リーダーに最も必要となるもの|最高の戦略教科書『孫子』を読む⑪
書誌情報
書名:『帝範 帝王学の中の帝王学』
著者:坂田 新
出版年:昭和56年
出版社:竹井出版
概要
帝王学の教科書と言えば『貞観政要』である。これは唐の中宗から玄宗にかけて仕えた呉競が編纂した歴史書に対し、『帝範』は太宗自ら筆を執ったもの。名君の手による帝王学の指南書であり、『貞観政要』と比べて分量はかなり簡潔なものになっている。
1章では隋末から貞観の治を略説し、2章から本題の『帝範』の現代語訳が始まる。2章の構成は現代語訳→原文→書き下し文→語釈となっており、語釈は詳細なものがつけられている。漢学の初学者にはいささか難易度が高いか。帝王学を学びたいだけなら、現代語訳のみ通読するのが良いかもしれない。

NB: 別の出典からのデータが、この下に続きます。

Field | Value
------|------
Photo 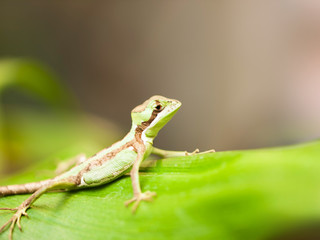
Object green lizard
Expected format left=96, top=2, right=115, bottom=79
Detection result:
left=0, top=96, right=214, bottom=239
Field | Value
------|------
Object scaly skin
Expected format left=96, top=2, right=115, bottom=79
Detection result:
left=0, top=96, right=214, bottom=240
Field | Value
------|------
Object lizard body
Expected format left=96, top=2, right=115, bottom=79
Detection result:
left=0, top=96, right=214, bottom=239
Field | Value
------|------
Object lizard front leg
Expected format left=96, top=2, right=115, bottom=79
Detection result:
left=55, top=153, right=87, bottom=175
left=151, top=147, right=215, bottom=158
left=125, top=152, right=156, bottom=213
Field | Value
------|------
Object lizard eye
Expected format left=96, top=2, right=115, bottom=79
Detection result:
left=155, top=104, right=163, bottom=111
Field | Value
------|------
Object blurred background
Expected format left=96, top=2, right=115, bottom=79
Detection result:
left=0, top=0, right=320, bottom=174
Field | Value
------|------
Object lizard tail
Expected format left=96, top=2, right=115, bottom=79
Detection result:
left=0, top=179, right=52, bottom=196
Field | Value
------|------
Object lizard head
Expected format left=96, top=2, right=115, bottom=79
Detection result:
left=131, top=95, right=181, bottom=138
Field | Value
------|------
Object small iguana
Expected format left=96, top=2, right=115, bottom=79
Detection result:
left=0, top=96, right=214, bottom=239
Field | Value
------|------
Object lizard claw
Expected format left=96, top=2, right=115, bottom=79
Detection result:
left=0, top=207, right=28, bottom=240
left=124, top=191, right=157, bottom=213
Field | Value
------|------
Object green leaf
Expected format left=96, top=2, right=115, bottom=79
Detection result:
left=0, top=141, right=320, bottom=240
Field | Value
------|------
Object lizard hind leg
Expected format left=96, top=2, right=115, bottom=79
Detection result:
left=0, top=182, right=74, bottom=240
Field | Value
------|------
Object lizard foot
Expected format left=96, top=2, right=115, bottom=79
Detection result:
left=124, top=191, right=157, bottom=213
left=0, top=207, right=28, bottom=240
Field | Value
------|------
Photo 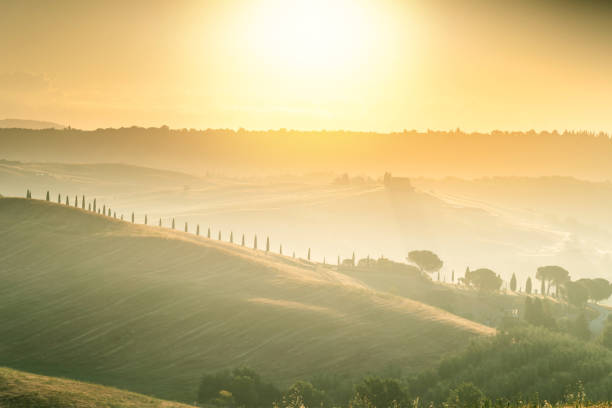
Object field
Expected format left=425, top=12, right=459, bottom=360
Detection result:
left=0, top=367, right=194, bottom=408
left=0, top=198, right=494, bottom=401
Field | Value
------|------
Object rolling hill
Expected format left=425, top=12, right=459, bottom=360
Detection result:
left=0, top=368, right=190, bottom=408
left=0, top=198, right=494, bottom=401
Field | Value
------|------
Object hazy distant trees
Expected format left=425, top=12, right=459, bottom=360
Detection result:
left=525, top=297, right=557, bottom=329
left=565, top=281, right=589, bottom=307
left=406, top=250, right=444, bottom=273
left=349, top=377, right=409, bottom=408
left=576, top=278, right=612, bottom=303
left=536, top=265, right=569, bottom=295
left=525, top=277, right=533, bottom=295
left=601, top=319, right=612, bottom=350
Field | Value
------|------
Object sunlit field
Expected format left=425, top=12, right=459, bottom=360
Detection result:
left=0, top=0, right=612, bottom=408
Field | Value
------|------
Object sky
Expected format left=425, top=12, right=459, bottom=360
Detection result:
left=0, top=0, right=612, bottom=132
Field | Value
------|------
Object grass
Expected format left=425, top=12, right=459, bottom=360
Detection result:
left=0, top=198, right=494, bottom=401
left=0, top=367, right=194, bottom=408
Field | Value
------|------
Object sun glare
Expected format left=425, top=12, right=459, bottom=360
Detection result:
left=249, top=0, right=375, bottom=71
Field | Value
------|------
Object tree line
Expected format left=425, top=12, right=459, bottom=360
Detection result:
left=197, top=326, right=612, bottom=408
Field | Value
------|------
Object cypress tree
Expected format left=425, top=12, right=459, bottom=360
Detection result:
left=525, top=277, right=532, bottom=295
left=510, top=273, right=516, bottom=292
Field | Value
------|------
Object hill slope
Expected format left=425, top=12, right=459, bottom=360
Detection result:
left=0, top=368, right=194, bottom=408
left=0, top=198, right=492, bottom=401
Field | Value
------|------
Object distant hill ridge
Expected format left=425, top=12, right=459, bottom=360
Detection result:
left=0, top=198, right=495, bottom=401
left=0, top=119, right=66, bottom=130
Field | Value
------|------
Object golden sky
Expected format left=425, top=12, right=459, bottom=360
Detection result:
left=0, top=0, right=612, bottom=132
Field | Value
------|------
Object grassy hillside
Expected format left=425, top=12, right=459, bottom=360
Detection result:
left=0, top=198, right=493, bottom=401
left=0, top=368, right=194, bottom=408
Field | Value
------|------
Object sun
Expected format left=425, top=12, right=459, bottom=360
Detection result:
left=248, top=0, right=375, bottom=71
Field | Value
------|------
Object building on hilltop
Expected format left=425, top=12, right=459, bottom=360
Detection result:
left=383, top=172, right=414, bottom=192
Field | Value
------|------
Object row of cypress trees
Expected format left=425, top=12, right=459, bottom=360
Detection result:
left=26, top=189, right=328, bottom=265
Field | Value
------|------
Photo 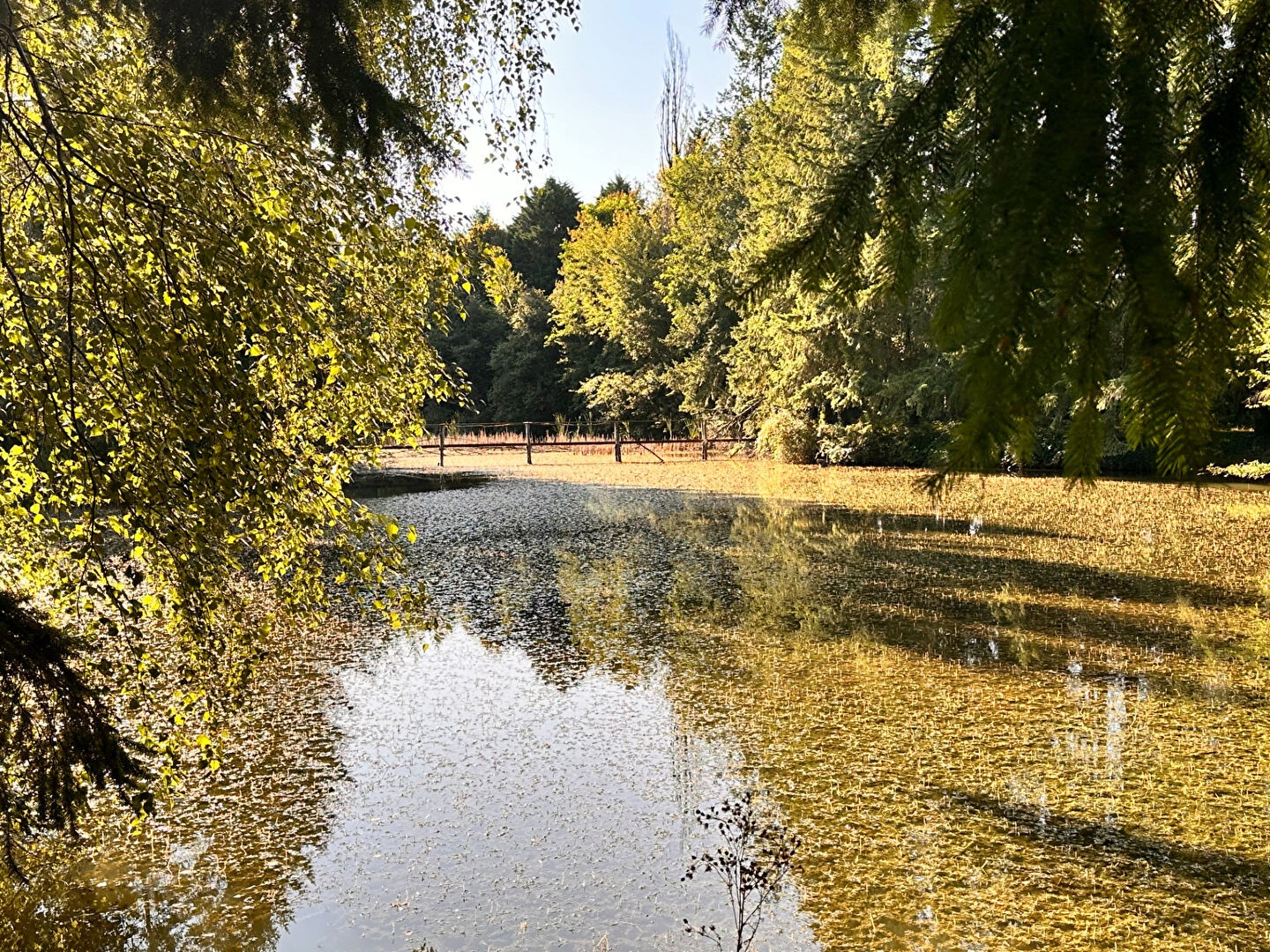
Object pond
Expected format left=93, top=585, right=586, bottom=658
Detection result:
left=0, top=480, right=1270, bottom=952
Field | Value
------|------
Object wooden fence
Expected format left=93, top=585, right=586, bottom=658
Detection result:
left=402, top=419, right=754, bottom=465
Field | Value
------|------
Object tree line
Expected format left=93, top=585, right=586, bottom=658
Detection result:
left=430, top=0, right=1270, bottom=477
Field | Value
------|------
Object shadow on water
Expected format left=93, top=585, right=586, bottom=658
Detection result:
left=10, top=480, right=1270, bottom=952
left=941, top=791, right=1270, bottom=894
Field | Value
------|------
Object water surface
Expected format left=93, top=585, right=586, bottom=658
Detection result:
left=4, top=481, right=1270, bottom=952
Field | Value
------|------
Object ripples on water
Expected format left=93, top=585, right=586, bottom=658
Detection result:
left=0, top=482, right=1270, bottom=952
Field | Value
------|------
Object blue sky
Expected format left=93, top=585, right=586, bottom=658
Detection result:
left=441, top=0, right=731, bottom=223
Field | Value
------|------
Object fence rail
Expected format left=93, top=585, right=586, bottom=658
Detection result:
left=392, top=419, right=754, bottom=465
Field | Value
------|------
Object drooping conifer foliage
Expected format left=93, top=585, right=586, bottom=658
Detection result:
left=713, top=0, right=1270, bottom=477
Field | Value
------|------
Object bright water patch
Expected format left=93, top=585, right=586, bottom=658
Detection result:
left=278, top=628, right=811, bottom=952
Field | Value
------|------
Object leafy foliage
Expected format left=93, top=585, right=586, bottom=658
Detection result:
left=757, top=410, right=815, bottom=464
left=49, top=0, right=577, bottom=165
left=0, top=1, right=569, bottom=842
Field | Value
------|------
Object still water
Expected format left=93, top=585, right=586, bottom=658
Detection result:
left=0, top=481, right=1270, bottom=952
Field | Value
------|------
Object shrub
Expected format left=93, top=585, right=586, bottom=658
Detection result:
left=757, top=410, right=815, bottom=464
left=818, top=419, right=947, bottom=465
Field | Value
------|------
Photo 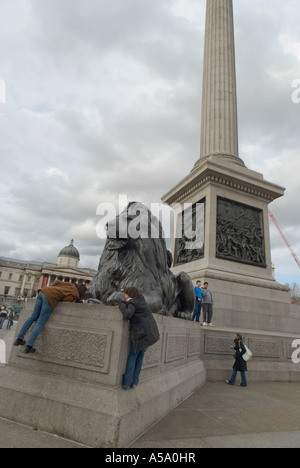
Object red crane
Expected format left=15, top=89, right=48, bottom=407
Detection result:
left=269, top=210, right=300, bottom=268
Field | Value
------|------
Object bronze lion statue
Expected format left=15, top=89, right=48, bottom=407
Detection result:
left=89, top=202, right=195, bottom=319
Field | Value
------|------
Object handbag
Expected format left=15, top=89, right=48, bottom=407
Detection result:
left=240, top=343, right=253, bottom=362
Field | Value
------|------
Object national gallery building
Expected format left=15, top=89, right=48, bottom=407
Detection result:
left=0, top=240, right=97, bottom=300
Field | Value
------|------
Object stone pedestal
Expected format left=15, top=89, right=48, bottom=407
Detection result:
left=0, top=301, right=206, bottom=448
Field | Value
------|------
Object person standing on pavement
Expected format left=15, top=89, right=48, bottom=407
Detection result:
left=0, top=306, right=7, bottom=330
left=119, top=287, right=160, bottom=390
left=226, top=333, right=248, bottom=387
left=202, top=281, right=214, bottom=327
left=192, top=281, right=203, bottom=323
left=6, top=309, right=15, bottom=330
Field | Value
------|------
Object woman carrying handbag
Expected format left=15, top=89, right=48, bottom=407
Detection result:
left=226, top=333, right=248, bottom=387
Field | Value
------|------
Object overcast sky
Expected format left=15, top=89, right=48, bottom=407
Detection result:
left=0, top=0, right=300, bottom=283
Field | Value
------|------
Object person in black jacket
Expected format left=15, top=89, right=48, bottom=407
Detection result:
left=226, top=333, right=248, bottom=387
left=119, top=288, right=160, bottom=390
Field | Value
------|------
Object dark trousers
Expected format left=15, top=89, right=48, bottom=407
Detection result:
left=203, top=304, right=213, bottom=323
left=192, top=299, right=202, bottom=322
left=123, top=344, right=147, bottom=387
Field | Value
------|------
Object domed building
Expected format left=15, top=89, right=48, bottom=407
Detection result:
left=57, top=239, right=80, bottom=268
left=0, top=239, right=97, bottom=300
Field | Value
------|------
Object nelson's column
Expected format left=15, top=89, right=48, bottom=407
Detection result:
left=162, top=0, right=293, bottom=331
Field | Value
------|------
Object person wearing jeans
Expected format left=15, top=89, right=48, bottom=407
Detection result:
left=14, top=281, right=87, bottom=354
left=226, top=333, right=248, bottom=387
left=202, top=282, right=214, bottom=327
left=123, top=344, right=147, bottom=388
left=119, top=287, right=159, bottom=390
left=192, top=281, right=203, bottom=323
left=18, top=291, right=52, bottom=348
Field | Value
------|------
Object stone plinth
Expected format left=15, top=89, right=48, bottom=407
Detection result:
left=0, top=301, right=206, bottom=447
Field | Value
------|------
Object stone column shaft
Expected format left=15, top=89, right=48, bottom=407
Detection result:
left=200, top=0, right=241, bottom=163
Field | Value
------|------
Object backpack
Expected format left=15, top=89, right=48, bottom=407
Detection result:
left=240, top=343, right=253, bottom=362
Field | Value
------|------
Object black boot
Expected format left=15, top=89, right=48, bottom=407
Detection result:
left=24, top=345, right=36, bottom=354
left=14, top=338, right=26, bottom=346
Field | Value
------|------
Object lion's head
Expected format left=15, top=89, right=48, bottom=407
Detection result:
left=89, top=202, right=195, bottom=315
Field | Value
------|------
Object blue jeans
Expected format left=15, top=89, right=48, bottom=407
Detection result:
left=18, top=292, right=52, bottom=346
left=229, top=368, right=248, bottom=387
left=123, top=344, right=147, bottom=387
left=192, top=299, right=202, bottom=323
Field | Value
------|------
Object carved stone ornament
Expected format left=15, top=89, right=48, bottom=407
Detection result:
left=216, top=197, right=267, bottom=268
left=174, top=199, right=205, bottom=266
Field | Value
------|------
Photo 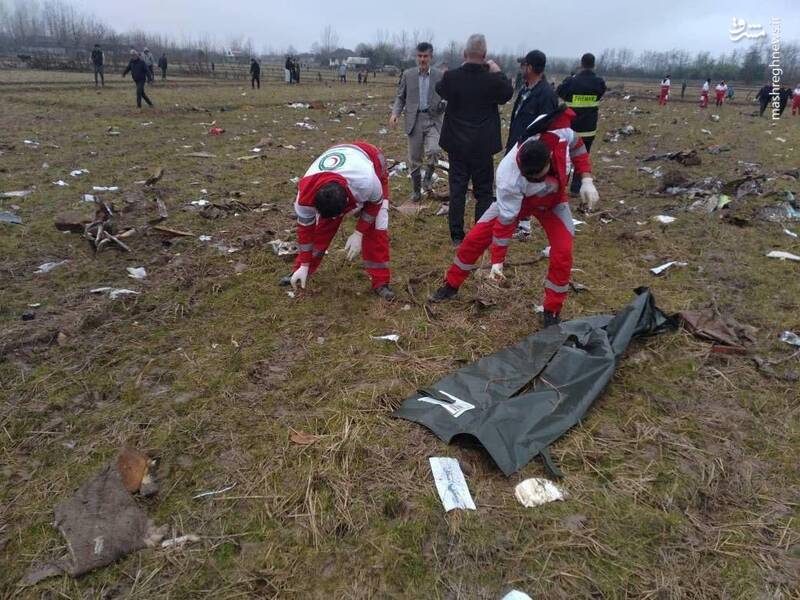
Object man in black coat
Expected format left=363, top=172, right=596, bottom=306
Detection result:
left=122, top=50, right=153, bottom=108
left=556, top=52, right=608, bottom=195
left=436, top=34, right=514, bottom=245
left=250, top=58, right=261, bottom=89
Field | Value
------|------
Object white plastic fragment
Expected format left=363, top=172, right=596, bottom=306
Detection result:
left=514, top=477, right=564, bottom=508
left=780, top=331, right=800, bottom=348
left=428, top=456, right=475, bottom=512
left=653, top=215, right=677, bottom=225
left=34, top=260, right=69, bottom=274
left=192, top=483, right=236, bottom=500
left=650, top=260, right=688, bottom=275
left=369, top=333, right=400, bottom=342
left=767, top=250, right=800, bottom=261
left=161, top=533, right=201, bottom=548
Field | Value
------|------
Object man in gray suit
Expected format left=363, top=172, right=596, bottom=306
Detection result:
left=389, top=42, right=444, bottom=202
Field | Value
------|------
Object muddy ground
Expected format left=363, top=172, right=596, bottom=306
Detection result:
left=0, top=72, right=800, bottom=599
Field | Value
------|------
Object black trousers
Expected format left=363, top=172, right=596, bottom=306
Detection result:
left=447, top=154, right=494, bottom=242
left=569, top=136, right=594, bottom=194
left=136, top=81, right=153, bottom=108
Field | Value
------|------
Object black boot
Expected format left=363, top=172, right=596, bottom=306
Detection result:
left=428, top=283, right=458, bottom=302
left=542, top=310, right=561, bottom=328
left=374, top=284, right=397, bottom=302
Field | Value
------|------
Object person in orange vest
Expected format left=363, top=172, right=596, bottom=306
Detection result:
left=658, top=73, right=670, bottom=106
left=700, top=79, right=711, bottom=108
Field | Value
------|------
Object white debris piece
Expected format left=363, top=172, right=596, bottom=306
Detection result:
left=428, top=456, right=475, bottom=512
left=653, top=215, right=677, bottom=225
left=650, top=260, right=688, bottom=275
left=767, top=250, right=800, bottom=261
left=369, top=333, right=400, bottom=342
left=514, top=477, right=564, bottom=508
left=780, top=331, right=800, bottom=347
left=34, top=260, right=69, bottom=274
left=89, top=287, right=141, bottom=300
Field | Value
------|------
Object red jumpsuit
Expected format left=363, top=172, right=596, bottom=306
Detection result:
left=294, top=142, right=391, bottom=288
left=658, top=79, right=670, bottom=106
left=445, top=109, right=592, bottom=313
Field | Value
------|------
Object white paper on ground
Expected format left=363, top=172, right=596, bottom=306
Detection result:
left=369, top=333, right=400, bottom=342
left=417, top=390, right=475, bottom=419
left=650, top=260, right=688, bottom=275
left=767, top=250, right=800, bottom=261
left=514, top=477, right=564, bottom=508
left=428, top=456, right=475, bottom=512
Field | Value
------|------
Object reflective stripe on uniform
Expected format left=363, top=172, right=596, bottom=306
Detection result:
left=544, top=279, right=569, bottom=294
left=453, top=256, right=478, bottom=271
left=364, top=260, right=389, bottom=269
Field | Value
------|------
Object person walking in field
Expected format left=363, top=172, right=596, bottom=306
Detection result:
left=158, top=52, right=167, bottom=80
left=122, top=50, right=153, bottom=109
left=92, top=44, right=106, bottom=87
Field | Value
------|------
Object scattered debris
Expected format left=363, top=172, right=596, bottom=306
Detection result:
left=89, top=287, right=141, bottom=300
left=34, top=260, right=69, bottom=274
left=514, top=477, right=564, bottom=508
left=779, top=331, right=800, bottom=348
left=767, top=250, right=800, bottom=261
left=650, top=260, right=688, bottom=275
left=428, top=456, right=476, bottom=512
left=192, top=483, right=236, bottom=500
left=127, top=267, right=147, bottom=279
left=369, top=333, right=400, bottom=342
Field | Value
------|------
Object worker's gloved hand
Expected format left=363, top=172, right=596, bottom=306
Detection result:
left=289, top=265, right=308, bottom=289
left=581, top=177, right=600, bottom=211
left=344, top=231, right=364, bottom=260
left=489, top=263, right=506, bottom=281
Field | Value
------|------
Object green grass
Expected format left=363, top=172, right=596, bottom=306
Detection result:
left=0, top=73, right=800, bottom=599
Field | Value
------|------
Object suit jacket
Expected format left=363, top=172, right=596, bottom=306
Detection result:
left=436, top=63, right=514, bottom=158
left=392, top=67, right=444, bottom=135
left=506, top=76, right=559, bottom=154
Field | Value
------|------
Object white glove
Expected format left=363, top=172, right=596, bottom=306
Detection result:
left=289, top=265, right=308, bottom=289
left=344, top=231, right=364, bottom=260
left=489, top=263, right=506, bottom=281
left=581, top=177, right=600, bottom=211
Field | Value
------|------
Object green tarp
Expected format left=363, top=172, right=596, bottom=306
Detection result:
left=394, top=288, right=674, bottom=475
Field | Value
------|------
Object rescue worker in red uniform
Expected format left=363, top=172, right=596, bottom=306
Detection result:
left=430, top=105, right=599, bottom=327
left=280, top=142, right=395, bottom=301
left=658, top=73, right=670, bottom=106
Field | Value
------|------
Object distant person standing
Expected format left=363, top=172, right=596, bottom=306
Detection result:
left=658, top=73, right=670, bottom=106
left=756, top=83, right=772, bottom=117
left=556, top=52, right=608, bottom=196
left=389, top=42, right=444, bottom=202
left=92, top=44, right=106, bottom=87
left=506, top=50, right=560, bottom=239
left=158, top=52, right=167, bottom=79
left=122, top=50, right=153, bottom=108
left=250, top=58, right=261, bottom=89
left=435, top=33, right=514, bottom=245
left=700, top=79, right=711, bottom=108
left=142, top=48, right=156, bottom=83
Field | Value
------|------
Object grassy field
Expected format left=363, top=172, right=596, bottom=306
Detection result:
left=0, top=72, right=800, bottom=599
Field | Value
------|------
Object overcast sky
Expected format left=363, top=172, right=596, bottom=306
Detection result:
left=72, top=0, right=800, bottom=57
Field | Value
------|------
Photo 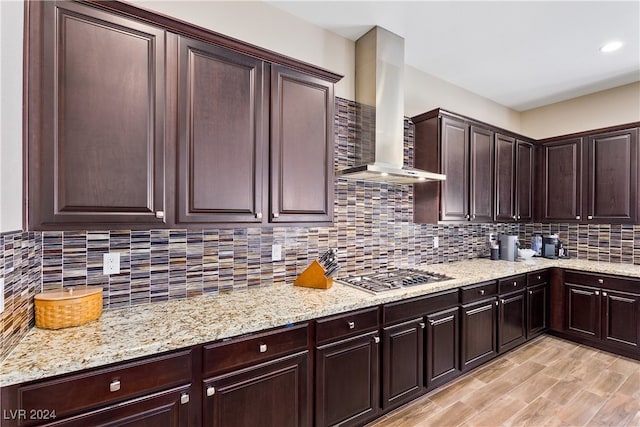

坂田先生も述べているとおり、『貞観政要』と併せて学ぶことをお勧めする。『貞観政要』と違い、『帝範』は現代語訳されたものが少ない。これはイチオシの1冊である。
余談だが、拙著『人格修養のすすめ』の帶に記載している「身を修め、組織を治むるの要諦、この中に在り」は、太宗が皇太子・李治に『帝範』を与えた際に述べた「修身治国、備に其の中に在り」からとったもの。帝王学の本質を表現しているが、このことがすぐにピンときた人は、小生が師と仰ぐべき存在である。